The easy answer is not necessarily the complete answer. In an election with a record-setting turnout of 75% of registered voters, most North Carolinians actually voted for unified party governance. The rub is, about half voted to put Republicans in charge, about half to give Democrats control.  

In the presidential race, Republican Donald Trump out-polled Democrat Joe Biden by around 74,000 votes — 2.75 million to 2.68 million. In general, statewide elections fell within a range from 2.8 million to 2.5 million votes between winning and losing candidates of both parties. The evidence suggests that more than 90% of voters cast total or near-total straight-ticket ballots. Only a small sliver of the electorate split their ballots between parties, resulting in slender majorities for both Democrats and Republicans from race to race.
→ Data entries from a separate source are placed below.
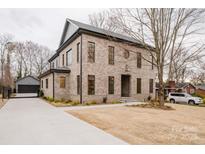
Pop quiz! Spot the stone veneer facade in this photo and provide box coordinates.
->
[41,34,156,103]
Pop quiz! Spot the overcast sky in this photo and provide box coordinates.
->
[0,8,103,50]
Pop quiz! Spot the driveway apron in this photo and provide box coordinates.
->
[0,98,127,145]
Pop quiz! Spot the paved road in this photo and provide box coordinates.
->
[0,98,127,144]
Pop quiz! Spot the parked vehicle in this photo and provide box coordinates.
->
[168,92,203,104]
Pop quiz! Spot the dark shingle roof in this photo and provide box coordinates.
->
[67,19,139,44]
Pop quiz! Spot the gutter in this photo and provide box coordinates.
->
[80,33,83,104]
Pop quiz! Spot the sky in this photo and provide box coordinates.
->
[0,8,103,50]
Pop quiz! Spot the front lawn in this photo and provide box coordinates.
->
[68,104,205,144]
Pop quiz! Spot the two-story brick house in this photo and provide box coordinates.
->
[40,19,156,103]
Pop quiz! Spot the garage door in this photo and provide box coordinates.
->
[18,85,40,93]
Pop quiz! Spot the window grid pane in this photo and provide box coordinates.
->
[77,75,80,95]
[60,76,65,88]
[149,79,154,93]
[88,75,95,95]
[108,46,114,65]
[137,53,142,68]
[108,76,114,94]
[137,78,142,94]
[88,42,95,63]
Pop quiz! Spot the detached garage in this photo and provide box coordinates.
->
[16,76,40,93]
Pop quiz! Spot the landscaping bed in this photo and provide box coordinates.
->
[43,97,122,107]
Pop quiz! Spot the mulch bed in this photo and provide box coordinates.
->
[126,103,175,110]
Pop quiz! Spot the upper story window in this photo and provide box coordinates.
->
[137,78,142,94]
[60,76,65,88]
[151,55,154,70]
[46,79,48,89]
[62,54,65,66]
[88,75,95,95]
[77,43,80,63]
[137,52,142,68]
[66,49,72,66]
[55,58,58,68]
[149,79,154,93]
[41,80,43,88]
[108,46,114,65]
[123,50,130,59]
[77,75,80,95]
[51,62,55,68]
[88,42,95,63]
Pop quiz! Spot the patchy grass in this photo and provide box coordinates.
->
[68,104,205,144]
[126,103,174,110]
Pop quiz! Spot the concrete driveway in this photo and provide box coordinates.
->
[0,98,127,144]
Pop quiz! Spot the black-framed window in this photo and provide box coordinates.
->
[77,42,80,63]
[108,46,115,65]
[77,75,80,95]
[108,76,115,94]
[151,55,154,70]
[88,75,95,95]
[149,79,154,93]
[66,49,72,66]
[46,79,48,89]
[41,80,43,88]
[88,42,95,63]
[60,76,66,88]
[137,52,142,68]
[62,54,65,66]
[137,78,142,94]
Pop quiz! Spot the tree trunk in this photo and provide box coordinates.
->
[158,66,164,106]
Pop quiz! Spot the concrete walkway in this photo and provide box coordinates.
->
[0,98,127,144]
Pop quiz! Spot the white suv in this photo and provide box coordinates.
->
[168,92,203,104]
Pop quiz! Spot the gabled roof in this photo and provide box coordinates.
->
[16,75,39,82]
[67,19,139,43]
[49,18,153,62]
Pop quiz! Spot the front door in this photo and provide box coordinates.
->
[121,75,130,97]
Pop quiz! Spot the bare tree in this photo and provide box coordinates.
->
[107,9,204,106]
[13,41,52,78]
[0,34,13,88]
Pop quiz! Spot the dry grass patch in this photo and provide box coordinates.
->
[126,103,174,110]
[68,104,205,144]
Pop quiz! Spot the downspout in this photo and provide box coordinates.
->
[80,33,83,104]
[53,72,55,99]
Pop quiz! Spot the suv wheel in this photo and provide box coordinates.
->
[169,99,175,103]
[188,100,195,105]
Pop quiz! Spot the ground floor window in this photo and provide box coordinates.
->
[77,75,80,95]
[60,76,65,88]
[41,80,43,88]
[149,79,154,93]
[46,79,48,88]
[88,75,95,95]
[137,78,142,94]
[108,76,114,94]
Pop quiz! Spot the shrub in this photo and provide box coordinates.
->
[65,99,72,104]
[70,101,80,106]
[111,101,122,104]
[85,101,97,105]
[54,99,61,103]
[47,97,54,102]
[38,90,44,97]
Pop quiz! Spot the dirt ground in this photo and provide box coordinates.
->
[68,104,205,144]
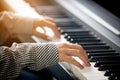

Moreover, each voter can influence the election of only two state legislators — one in the House, one in the Senate. Even with revisions required by court rulings in gerrymandering cases, most districts remained identifiably Republican or Democratic.

In an exchange of emails, Bob Phillips, state director of Common Cause, provided illuminating data: Among the 50 Senate-district elections, 31 resulted in a lawmaker winning by 20 percentage points or more. In the House, 92 of 120 elections were won by 20 points or more. Most legislators faced no or only token opposition.

In North Carolina 2021, almost all voters join distinctively Republican-red or Democratic-blue coalitions. Most do not and cannot purposefully set out to create a partisan balance that drives toward consensus in a moderate middle.

What’s more, national politics does not stop at the state line. The old truism that all politics is local has become just that: old, out of date. A tense post-election period of recounts and recriminations — culminating in a riot at the Capitol, a second impeachment, and Biden’s inauguration — has raised profound questions for both major parties.

Can the new president hold his Democratic coalition together while responding to the pandemic and attempting to take heat out of what he called the nation’s “uncivil war”? What kind of Republican Party will emerge with several hundred of its elected officials and millions of its voters still contending, without factual evidence, that Trump actually won?

“Is America ungovernable now?” veteran journalist Thomas B. Edsall asked in his weekly column in The New York Times. He drew on an array of historians, political scientists, and sociologists to examine social conflict and polarization. He quoted Theda Skocpol of Harvard in describing deep-down pressures in U.S. public life:

“The key dynamic in U.S. politics right now is political civil war dividing the white middle strata between those who want to be part of a multiracial, inclusive future, and those who fear and refuse that.”

Is North Carolina ungovernable now? Surely not, one hopes. It’s important that democracy prevails and responds to its economic, educational, health, and environmental issues.

Governing as robust and diverse a state as North Carolina these days requires elected, civic, and education leaders who comprehend its complex political landscape, who not only listen to their constituents but also adhere to facts, and who avoid exacerbating the uncivil war while investing pragmatically in the future.  

Ferrel Guillory

Ferrel Guillory is the Director of the Program in Public Life and Professor of the Practice at the UNC Hussman School of Journalism and Media, and the Vice Chairman of EducationNC.